Challenges in Covid-19 Vaccine Development

There are several challenges in the development of any new vaccine including SARS-CoV2 vaccine. The novel SARS-CoV2 virus is fast undergoing drift and several genomic changes have been identified. The most effective way of confirming the efficacy of a vaccine is to challenge the subjects with the offending organism and observe the occurrence of the disease in vaccine recipients in comparison to control population. However, in Covid-19, this experiment shall be unethical since the disease is still evolving and there is no effective treatment for the disease. It is difficult to state at this time the safety and efficacy of the vaccines in development until Phase 3 clinical trial data are examined properly. It is still debatable whether neutralizing antibody is sufficient and what is the critical level of antibody that is protective. The T cell response and cell-mediated immunity of the vaccine may be required for efficacy of the vaccine which also needs to be answered in clinical trials. The amount of antigen dose, the number of doses, duration of immunity and need for booster needs to be answered.
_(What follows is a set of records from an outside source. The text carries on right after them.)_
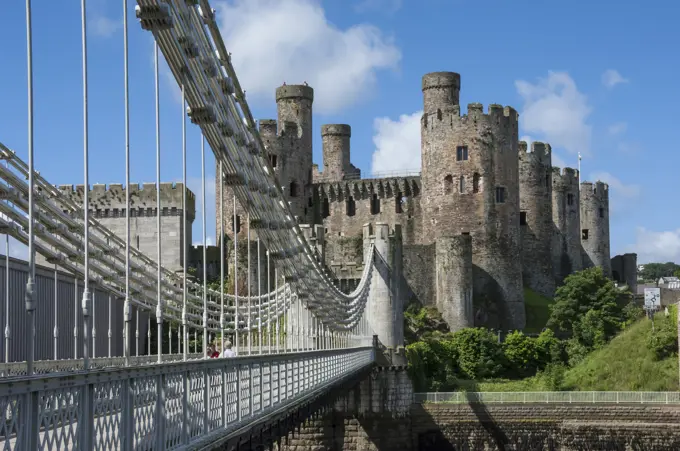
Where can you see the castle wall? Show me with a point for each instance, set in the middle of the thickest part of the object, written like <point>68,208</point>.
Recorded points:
<point>566,215</point>
<point>335,140</point>
<point>478,193</point>
<point>107,205</point>
<point>454,281</point>
<point>351,204</point>
<point>595,226</point>
<point>536,222</point>
<point>624,270</point>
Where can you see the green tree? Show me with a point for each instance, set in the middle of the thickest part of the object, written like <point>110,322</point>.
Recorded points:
<point>479,354</point>
<point>550,349</point>
<point>521,354</point>
<point>582,292</point>
<point>653,271</point>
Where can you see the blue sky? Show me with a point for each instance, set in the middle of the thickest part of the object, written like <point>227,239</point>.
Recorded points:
<point>595,77</point>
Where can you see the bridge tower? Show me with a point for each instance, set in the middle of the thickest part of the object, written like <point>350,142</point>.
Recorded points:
<point>535,218</point>
<point>470,175</point>
<point>385,309</point>
<point>595,226</point>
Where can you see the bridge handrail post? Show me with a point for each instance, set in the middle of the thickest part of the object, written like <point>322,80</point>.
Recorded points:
<point>160,413</point>
<point>32,425</point>
<point>185,406</point>
<point>85,417</point>
<point>206,400</point>
<point>127,416</point>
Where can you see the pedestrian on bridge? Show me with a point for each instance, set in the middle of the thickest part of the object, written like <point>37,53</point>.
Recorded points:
<point>228,352</point>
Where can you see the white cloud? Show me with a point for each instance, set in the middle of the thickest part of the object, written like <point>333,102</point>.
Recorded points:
<point>385,6</point>
<point>397,143</point>
<point>275,41</point>
<point>620,194</point>
<point>618,128</point>
<point>653,247</point>
<point>557,161</point>
<point>99,22</point>
<point>556,111</point>
<point>611,78</point>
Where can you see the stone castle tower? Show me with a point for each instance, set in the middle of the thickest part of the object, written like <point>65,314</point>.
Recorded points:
<point>486,217</point>
<point>483,220</point>
<point>471,185</point>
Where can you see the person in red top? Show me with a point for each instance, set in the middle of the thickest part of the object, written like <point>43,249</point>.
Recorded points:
<point>212,352</point>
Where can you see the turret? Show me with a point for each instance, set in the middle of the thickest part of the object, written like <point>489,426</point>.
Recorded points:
<point>470,173</point>
<point>595,226</point>
<point>441,91</point>
<point>453,274</point>
<point>567,221</point>
<point>294,106</point>
<point>535,218</point>
<point>336,148</point>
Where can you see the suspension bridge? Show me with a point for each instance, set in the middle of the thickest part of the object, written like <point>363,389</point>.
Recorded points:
<point>297,336</point>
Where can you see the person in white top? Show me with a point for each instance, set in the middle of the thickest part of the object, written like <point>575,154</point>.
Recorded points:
<point>228,352</point>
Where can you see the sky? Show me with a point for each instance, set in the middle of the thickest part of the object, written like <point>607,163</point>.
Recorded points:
<point>599,78</point>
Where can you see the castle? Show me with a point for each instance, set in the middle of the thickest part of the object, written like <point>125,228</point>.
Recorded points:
<point>486,217</point>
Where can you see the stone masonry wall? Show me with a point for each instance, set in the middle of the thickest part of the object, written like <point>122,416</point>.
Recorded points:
<point>536,222</point>
<point>528,427</point>
<point>107,205</point>
<point>595,226</point>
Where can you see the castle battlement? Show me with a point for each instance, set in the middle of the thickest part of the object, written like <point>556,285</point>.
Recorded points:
<point>541,153</point>
<point>596,188</point>
<point>112,196</point>
<point>496,115</point>
<point>565,176</point>
<point>364,188</point>
<point>336,130</point>
<point>295,92</point>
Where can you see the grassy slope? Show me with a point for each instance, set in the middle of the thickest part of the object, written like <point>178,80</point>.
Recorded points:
<point>537,310</point>
<point>625,363</point>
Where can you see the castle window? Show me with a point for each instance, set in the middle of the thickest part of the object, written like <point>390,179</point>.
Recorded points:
<point>375,205</point>
<point>350,206</point>
<point>236,223</point>
<point>475,183</point>
<point>325,208</point>
<point>399,203</point>
<point>448,184</point>
<point>461,153</point>
<point>500,194</point>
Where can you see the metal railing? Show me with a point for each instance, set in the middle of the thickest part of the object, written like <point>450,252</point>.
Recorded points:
<point>169,406</point>
<point>578,397</point>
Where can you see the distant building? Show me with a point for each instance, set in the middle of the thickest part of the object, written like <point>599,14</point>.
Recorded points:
<point>672,283</point>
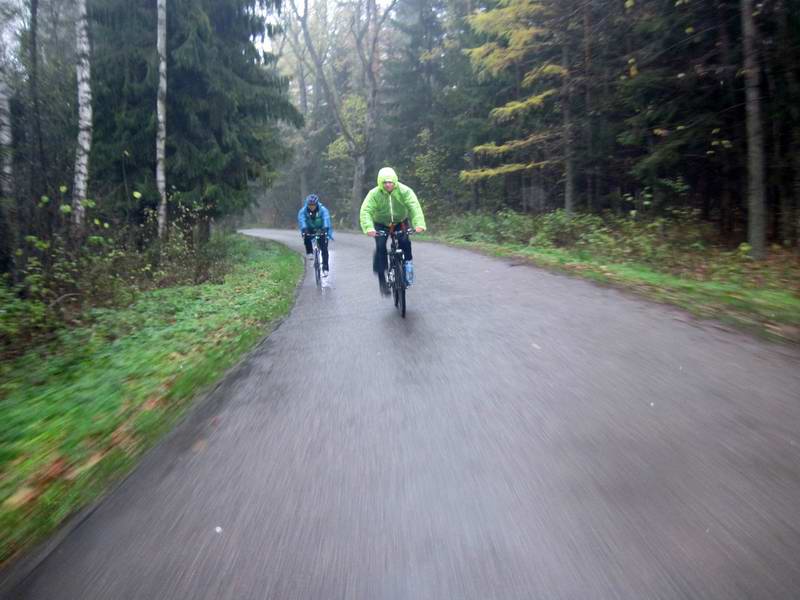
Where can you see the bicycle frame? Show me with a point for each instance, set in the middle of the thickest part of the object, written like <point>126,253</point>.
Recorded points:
<point>315,237</point>
<point>396,268</point>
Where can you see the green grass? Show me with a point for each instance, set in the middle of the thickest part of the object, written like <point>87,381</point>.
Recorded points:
<point>765,305</point>
<point>75,416</point>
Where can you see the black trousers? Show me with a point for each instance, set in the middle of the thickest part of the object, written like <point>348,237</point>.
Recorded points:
<point>323,247</point>
<point>379,259</point>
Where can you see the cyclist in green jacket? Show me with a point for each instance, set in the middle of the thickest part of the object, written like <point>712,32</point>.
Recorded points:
<point>389,204</point>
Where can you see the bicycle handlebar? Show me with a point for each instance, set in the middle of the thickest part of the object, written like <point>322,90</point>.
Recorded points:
<point>386,233</point>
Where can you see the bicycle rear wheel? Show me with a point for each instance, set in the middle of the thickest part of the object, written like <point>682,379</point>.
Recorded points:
<point>399,289</point>
<point>317,267</point>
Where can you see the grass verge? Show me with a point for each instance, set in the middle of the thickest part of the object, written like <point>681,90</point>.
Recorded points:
<point>769,310</point>
<point>75,416</point>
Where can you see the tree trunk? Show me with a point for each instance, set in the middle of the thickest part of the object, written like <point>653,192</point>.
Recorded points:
<point>7,231</point>
<point>6,140</point>
<point>84,146</point>
<point>569,167</point>
<point>756,217</point>
<point>591,171</point>
<point>790,195</point>
<point>36,183</point>
<point>359,170</point>
<point>161,136</point>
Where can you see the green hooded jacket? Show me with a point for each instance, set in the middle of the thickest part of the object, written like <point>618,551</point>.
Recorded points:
<point>381,207</point>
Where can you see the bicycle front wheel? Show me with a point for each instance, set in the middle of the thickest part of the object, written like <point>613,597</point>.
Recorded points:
<point>317,267</point>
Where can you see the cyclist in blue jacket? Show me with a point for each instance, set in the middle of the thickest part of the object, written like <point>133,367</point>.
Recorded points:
<point>314,217</point>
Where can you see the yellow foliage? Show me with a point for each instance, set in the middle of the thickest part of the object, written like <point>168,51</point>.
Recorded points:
<point>517,107</point>
<point>493,149</point>
<point>476,175</point>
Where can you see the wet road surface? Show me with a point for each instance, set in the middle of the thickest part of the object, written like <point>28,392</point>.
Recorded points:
<point>520,435</point>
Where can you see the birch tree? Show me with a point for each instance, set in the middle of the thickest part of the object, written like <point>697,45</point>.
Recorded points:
<point>161,136</point>
<point>84,145</point>
<point>366,24</point>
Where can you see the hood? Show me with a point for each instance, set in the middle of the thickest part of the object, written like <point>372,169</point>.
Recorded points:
<point>386,174</point>
<point>305,204</point>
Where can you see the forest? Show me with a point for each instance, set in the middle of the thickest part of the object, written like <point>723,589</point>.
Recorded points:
<point>130,131</point>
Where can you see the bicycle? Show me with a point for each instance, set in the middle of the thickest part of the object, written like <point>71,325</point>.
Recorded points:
<point>315,237</point>
<point>396,269</point>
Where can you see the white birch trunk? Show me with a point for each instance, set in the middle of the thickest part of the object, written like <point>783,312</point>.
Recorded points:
<point>161,136</point>
<point>84,146</point>
<point>569,157</point>
<point>6,165</point>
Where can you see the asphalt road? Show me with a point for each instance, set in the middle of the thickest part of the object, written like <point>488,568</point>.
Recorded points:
<point>520,435</point>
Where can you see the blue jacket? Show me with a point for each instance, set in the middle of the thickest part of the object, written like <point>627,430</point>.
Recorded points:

Presently all the trials are done on healthy individuals and would require proving in individuals who are at high risk including children, immunocompromised, senior citizens, diabetes, heart disease etc. The safety of the vaccine can only be judged when a large number of subjects are studied in different ethnic and geographical locations. Considering that a safe and effective vaccine will be available, equitable distribution for the most vulnerable shall be a major challenge. The logistics of procurement, supply, storage, cold chain and administration at community level shall be a gigantic task to fulfil. By the time a safe and effective vaccine against Covid-19 disease becomes available and logistics are sorted out, it may happen that the pandemic is already declining and may be over.

Conclusions

Vaccination is one of the most cost-effective strategy for prevention of diseases. A safe and effective vaccine against SARS-CoV2 virus might be available by the end of 2020 or beginning of 2021. Even if a safe and effective vaccine is available, it may not be possible to obtain the required number of doses, cold chain maintenance, cost and other logistics of mass vaccination specially in developing countries like India. With the public sector investing heavily in the development of these vaccines, there are growing calls for universal vaccine accessibility, but nationalistic, geographical, and commercial factors could stand in the way. The vaccine therefore may not be the only panacea for the prevention and stopping of the pandemic, if it continues. We might have to follow general hygienic measures including, hand wash, wearing mask, cough and sneeze etiquette and social distancing for some more time before the pandemic of Covid-19 gets over on its own.